Se a preocupação do setor hoteleiro é grande, ela ganha proporções ainda maiores para os operadores de cruzeiros. O drama dos passageiros e tripulantes a bordo do navio Diamond Princess, que ficaram impedidos de desembarcar no porto de Yokohama, no Japão, acendeu o primeiro alerta sobre o destino de quem está atualmente em viagem no mar. O navio MSC Meraviglia navegava pelo Caribe na semana passada quando foi impedido de realizar as escalas programadas em Ocho Rios, na Jamaica, e George Town, em Grand Cayman. Os passageiros não puderam desembarcar em nenhuma das ilhas. Segundo a MSC, apenas porque as autoridades locais decidiram ignorar os protocolos de saúde estabelecidos. “As decisões foram tomadas baseadas no medo e não na melhor prática médica”, afirmou à DINHEIRO um porta-voz da empresa. “Já as autoridades mexicanas seguiram corretamente os protocolos marítimos e, após o navio receber autorização para atracar em Cozumel, no México, especialistas em saúde embarcaram para verificar a condição médica de um tripulante e de uma hóspede que estavam com gripe sazonal e, por precaução, realizaram exames adicionais”. Os resultados confirmaram que a condição de ambos não estava associada ao Covid-19.

Barrado no porto: MSC Mereviglia foi impedido de atracar na Jamaica e Grand Cayman por levar tripulante e passageira suspeitos. (Crédito:Gabriele Maricchiolo)

Por precaução, a empresa atualizou o itinerário de 28 noites do MSC Bellissima, que partirá do Golfo para a Ásia dia 21. Foram canceladas as visitas aos portos de Shenzhen, na China continental; Hong Kong; e Keelung, em Taiwan. “A MSC Cruzeiros conduziu e continua realizando triagens pré-embarque para identificar pessoas que possam estar em risco”, afirma a empresa. “Passageiros com sinais ou sintomas da doença como febre calafrios, tosse ou dificuldade para respirar, terão o embarque negado”. A empresa também passou a recusar pessoas provenientes de áreas de risco, incluindo uma lista de cidades italianas. Com reportagem de Hugo Cilo.

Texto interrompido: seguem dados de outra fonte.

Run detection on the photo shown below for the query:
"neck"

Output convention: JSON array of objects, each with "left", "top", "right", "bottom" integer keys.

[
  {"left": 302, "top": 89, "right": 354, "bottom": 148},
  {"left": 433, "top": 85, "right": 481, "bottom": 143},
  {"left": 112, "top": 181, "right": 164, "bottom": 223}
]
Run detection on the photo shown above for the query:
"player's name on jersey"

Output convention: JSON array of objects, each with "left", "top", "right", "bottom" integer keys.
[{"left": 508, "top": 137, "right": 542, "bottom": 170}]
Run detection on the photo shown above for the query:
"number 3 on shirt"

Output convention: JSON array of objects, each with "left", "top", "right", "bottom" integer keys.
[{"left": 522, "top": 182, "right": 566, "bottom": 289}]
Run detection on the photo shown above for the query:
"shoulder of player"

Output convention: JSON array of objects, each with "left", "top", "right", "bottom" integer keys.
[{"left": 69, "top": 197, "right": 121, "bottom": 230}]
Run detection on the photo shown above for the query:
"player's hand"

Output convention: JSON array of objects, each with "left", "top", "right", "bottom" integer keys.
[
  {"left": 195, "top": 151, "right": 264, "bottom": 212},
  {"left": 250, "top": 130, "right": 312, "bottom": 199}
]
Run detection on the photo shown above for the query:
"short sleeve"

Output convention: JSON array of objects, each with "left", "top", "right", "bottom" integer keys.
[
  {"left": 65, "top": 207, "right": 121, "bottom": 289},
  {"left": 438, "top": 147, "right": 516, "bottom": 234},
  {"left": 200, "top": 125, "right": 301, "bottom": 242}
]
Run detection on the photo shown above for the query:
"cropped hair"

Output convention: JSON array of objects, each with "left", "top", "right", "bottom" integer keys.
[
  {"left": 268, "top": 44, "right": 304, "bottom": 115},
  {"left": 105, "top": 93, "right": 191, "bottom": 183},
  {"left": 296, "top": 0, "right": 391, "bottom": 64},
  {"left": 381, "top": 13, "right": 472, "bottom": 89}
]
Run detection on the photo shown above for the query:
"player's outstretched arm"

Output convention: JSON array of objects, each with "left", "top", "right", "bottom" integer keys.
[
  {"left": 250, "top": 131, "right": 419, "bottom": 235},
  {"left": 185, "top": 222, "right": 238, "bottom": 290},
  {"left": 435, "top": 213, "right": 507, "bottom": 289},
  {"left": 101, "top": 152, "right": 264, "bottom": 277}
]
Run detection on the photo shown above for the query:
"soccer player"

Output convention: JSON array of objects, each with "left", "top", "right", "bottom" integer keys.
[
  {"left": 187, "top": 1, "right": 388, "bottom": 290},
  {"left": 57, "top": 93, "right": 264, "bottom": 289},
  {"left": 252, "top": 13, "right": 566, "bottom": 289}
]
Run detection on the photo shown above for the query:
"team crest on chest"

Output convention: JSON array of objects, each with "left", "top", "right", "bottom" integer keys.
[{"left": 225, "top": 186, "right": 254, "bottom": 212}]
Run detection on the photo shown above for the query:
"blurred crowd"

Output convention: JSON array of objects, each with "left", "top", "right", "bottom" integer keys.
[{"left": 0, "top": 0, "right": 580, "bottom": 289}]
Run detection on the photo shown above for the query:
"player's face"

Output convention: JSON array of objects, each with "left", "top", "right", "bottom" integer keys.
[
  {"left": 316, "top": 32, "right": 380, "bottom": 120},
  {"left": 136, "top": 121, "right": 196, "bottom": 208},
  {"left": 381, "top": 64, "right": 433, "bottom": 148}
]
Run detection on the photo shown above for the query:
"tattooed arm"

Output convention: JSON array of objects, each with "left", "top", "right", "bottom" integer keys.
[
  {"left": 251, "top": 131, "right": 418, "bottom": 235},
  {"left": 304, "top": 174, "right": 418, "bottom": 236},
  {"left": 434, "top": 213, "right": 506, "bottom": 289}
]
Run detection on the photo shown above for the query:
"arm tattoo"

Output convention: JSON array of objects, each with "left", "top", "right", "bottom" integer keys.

Empresas reduzem viagens e alteram rotina

A economia globalizada fez das viagens de negócios parte da rotina de quem trabalha em empresas que mantêm negócios em diversos países. Com o coronavírus, parte dos deslocamentos está sendo descartada. Multinacionais como Nestlé e L’Oréal, além de brasileiras com forte presença no exterior, caso da BRF, passaram a restringir as viagens ao exterior, trocando o avião por ligações telefônicas e cancelando presença em eventos que possam oferecer algum tipo de risco a seus executivos. Preparar o ambiente de trabalho para reduzir as chances de contágio caso haja uma pandemia também passou a ser uma preocupação no mundo corporativo. “Uma possível disseminação do coronavírus seria um grande teste de gestão de crise para as empresas que atuam no Brasil”, afirma Vanderlei Ferreira, diretor de Gestão de Risco da EDP no Brasil . A empresa de energia (foto) de origem portuguesa se antecipou e afirma estar preparada “para que os efeitos dessa crise afetem o mínimo possível nossa operação e nossos colaboradores”, segundo Ferreira. Desde meados de fevereiro, os protocolos de higiene foram intensificados na empresa. Onde há compartilhamento de equipamentos de informática e telecomunicações, como call centers e centros de operação, a recomendação é higienizar esses itens com desinfetantes à base de álcool. A EDP também desenha um plano de contingência, que prevê esquemas de trabalho em home office e sistemas de redundância, num cenário de intensificação da epidemia, em que não seria possível o deslocamento aos locais de trabalho. Medidas semelhantes vêm sendo adotadas em bancos e até em restaurantes.